How to build a URL crawler to map a website using Python

How to build a URL crawler to map a website using Python

✅A simple project for learning the fundamentals of web scraping

Before we start, let’s make sure we understand what web scraping is:

Web scraping is the process of extracting data from websites to present it in a format users can easily make sense of.

In this tutorial, I want to demonstrate how easy it is to build a simple URL crawler in Python that you can use to map websites. While this program is relatively simple, it can provide a great introduction to the fundamentals of web scraping and automation. We will be focusing on recursively extracting links from web pages, but the same ideas can be applied to a myriad of other solutions.

Our program will work like this:

  1. Visit a web page
  2. Scrape all unique URL’s found on the webpage and add them to a queue
  3. Recursively process URL’s one by one until we exhaust the queue
  4. Print results

First Things First

The first thing we should do is import all the necessary libraries. We will be using BeautifulSoup, requests, and urllib for web scraping.

from bs4 import BeautifulSoup
import requests
import requests.exceptions
from urllib.parse import urlsplit
from urllib.parse import urlparse
from collections import deque

Next, we need to select a URL to start crawling from. While you can choose any webpage with HTML links, I recommend using ScrapeThisSite. It is a safe sandbox that you can crawl without getting in trouble.

url = “https://scrapethissite.com”

Next, we are going to need to create a new deque object so that we can easily add newly found links and remove them once we are finished processing them.

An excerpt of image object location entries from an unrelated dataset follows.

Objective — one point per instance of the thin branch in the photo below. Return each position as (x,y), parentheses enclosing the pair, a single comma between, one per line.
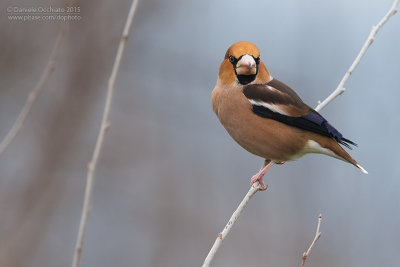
(221,236)
(340,88)
(105,124)
(34,94)
(317,236)
(338,91)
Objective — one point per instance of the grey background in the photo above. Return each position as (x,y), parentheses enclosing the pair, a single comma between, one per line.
(169,176)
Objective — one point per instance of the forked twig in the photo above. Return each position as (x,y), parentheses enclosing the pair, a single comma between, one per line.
(317,236)
(34,94)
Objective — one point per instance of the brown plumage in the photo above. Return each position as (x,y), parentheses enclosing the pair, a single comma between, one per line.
(265,116)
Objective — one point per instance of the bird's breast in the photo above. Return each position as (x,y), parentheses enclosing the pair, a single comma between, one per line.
(261,136)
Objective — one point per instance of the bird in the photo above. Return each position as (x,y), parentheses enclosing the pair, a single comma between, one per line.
(267,117)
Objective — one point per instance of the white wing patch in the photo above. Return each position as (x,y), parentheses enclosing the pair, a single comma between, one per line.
(314,147)
(273,107)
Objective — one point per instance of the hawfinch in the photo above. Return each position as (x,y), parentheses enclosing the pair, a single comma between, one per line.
(266,117)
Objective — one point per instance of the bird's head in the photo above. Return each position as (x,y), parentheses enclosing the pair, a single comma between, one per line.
(242,65)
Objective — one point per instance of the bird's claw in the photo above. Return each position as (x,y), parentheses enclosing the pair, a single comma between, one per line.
(258,178)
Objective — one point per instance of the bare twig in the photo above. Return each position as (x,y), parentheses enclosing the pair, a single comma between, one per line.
(221,236)
(34,94)
(317,236)
(340,88)
(338,91)
(105,124)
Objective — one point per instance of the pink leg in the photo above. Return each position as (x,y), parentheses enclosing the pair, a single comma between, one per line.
(259,176)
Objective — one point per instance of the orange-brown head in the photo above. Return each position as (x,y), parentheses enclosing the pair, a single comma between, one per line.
(242,65)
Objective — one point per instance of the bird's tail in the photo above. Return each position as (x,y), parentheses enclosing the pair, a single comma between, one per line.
(330,145)
(343,155)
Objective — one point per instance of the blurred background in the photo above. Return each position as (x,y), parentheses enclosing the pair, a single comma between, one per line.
(169,176)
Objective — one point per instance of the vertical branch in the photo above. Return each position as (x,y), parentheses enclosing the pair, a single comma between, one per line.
(221,236)
(105,124)
(317,236)
(34,94)
(338,91)
(340,88)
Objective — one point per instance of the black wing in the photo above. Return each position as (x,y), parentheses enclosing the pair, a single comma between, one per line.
(268,101)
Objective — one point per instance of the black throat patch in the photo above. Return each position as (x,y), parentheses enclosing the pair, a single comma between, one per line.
(245,79)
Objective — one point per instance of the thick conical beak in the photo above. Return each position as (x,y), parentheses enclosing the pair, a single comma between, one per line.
(246,66)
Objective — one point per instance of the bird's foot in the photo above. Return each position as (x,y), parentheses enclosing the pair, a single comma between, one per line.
(258,178)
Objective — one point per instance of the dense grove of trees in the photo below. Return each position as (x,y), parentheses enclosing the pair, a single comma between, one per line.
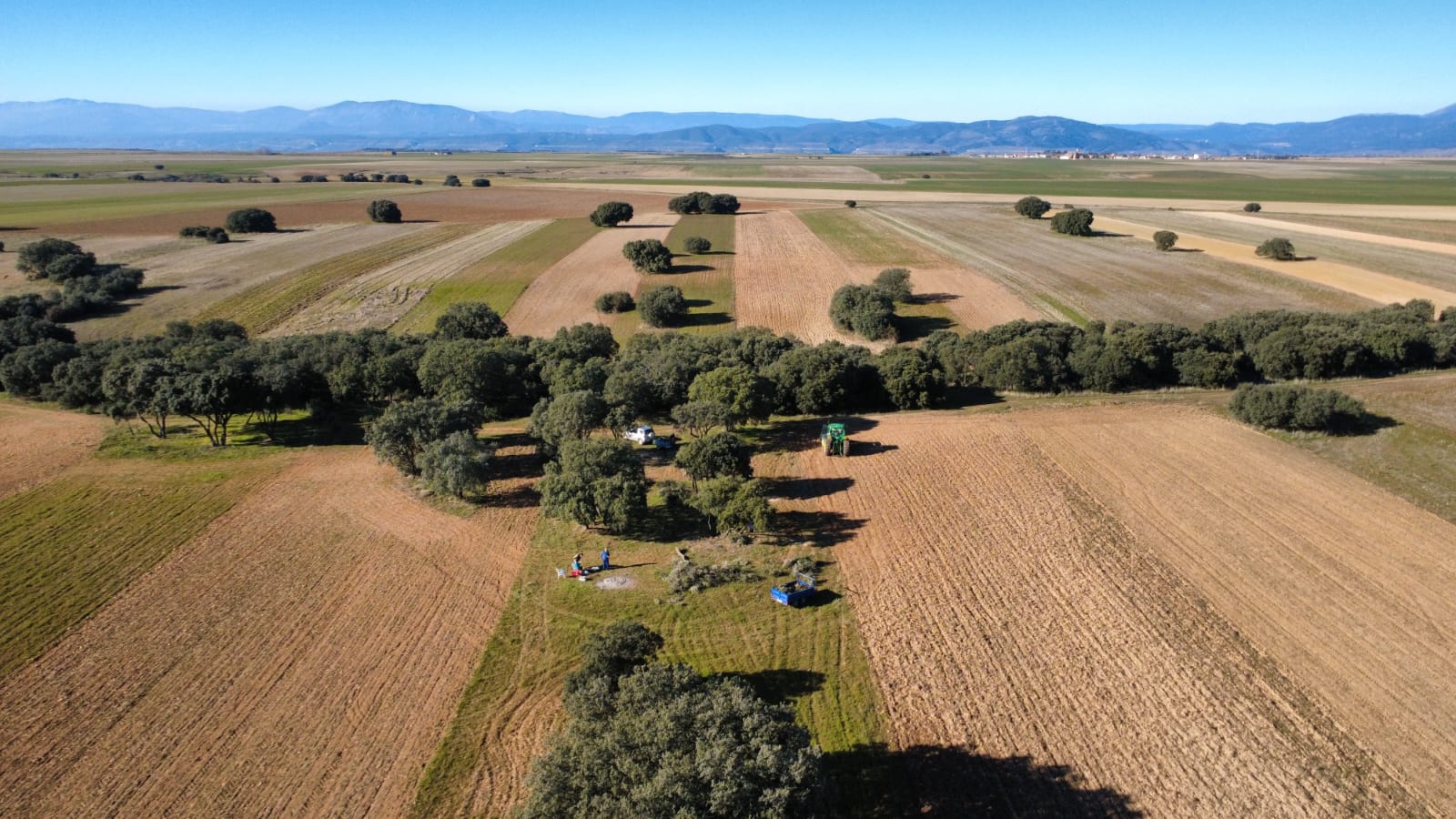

Pre-populate the deque with your url variable:

# a queue of urls to be crawled next
new_urls = deque([url])

We can then use a set to store unique URL’s once they have been processed:

# a set of urls that we have already processed 
processed_urls = set()

We also want to keep track of local (same domain as the target), foreign (different domain as the target), and broken URLs:

# a set of domains inside the target website
local_urls = set()
# a set of domains outside the target website
foreign_urls = set()
# a set of broken urls
broken_urls = set()

Time To Crawl

With all that in place, we can now start writing the actual code to crawl the website.

We want to look at each URL in the queue, see if there are any additional URL’s within that page and add each one to the end of the queue until there are none left. As soon as we finish scraping a URL, we will remove it from the queue and add it to the processed_urls set for later use.

# process urls one by one until we exhaust the queue
while len(new_urls):
    # move url from the queue to processed url set
    url = new_urls.popleft()
    processed_urls.add(url)
    # print the current url
    print(“Processing %s” % url)

Next, add an exception to catch any broken web pages and add them to the broken_urls set for later use:

try:
    response = requests.get(url)
except(requests.exceptions.MissingSchema, requests.exceptions.ConnectionError, requests.exceptions.InvalidURL, requests.exceptions.InvalidSchema):
    # add broken urls to it’s own set, then continue
    broken_urls.add(url)
    continue

We then need to get the base URL of the webpage so that we can easily differentiate local and foreign addresses:

# extract base url to resolve relative links
parts = urlsplit(url)
base = “{0.netloc}”.format(parts)
strip_base = base.replace(“www.”, “”)
base_url = “{0.scheme}://{0.netloc}”.format(parts)
path = url[:url.rfind(‘/’)+1] if ‘/’ in parts.path else url

Initialize BeautifulSoup to process the HTML document:

soup = BeautifulSoup(response.text, “lxml”)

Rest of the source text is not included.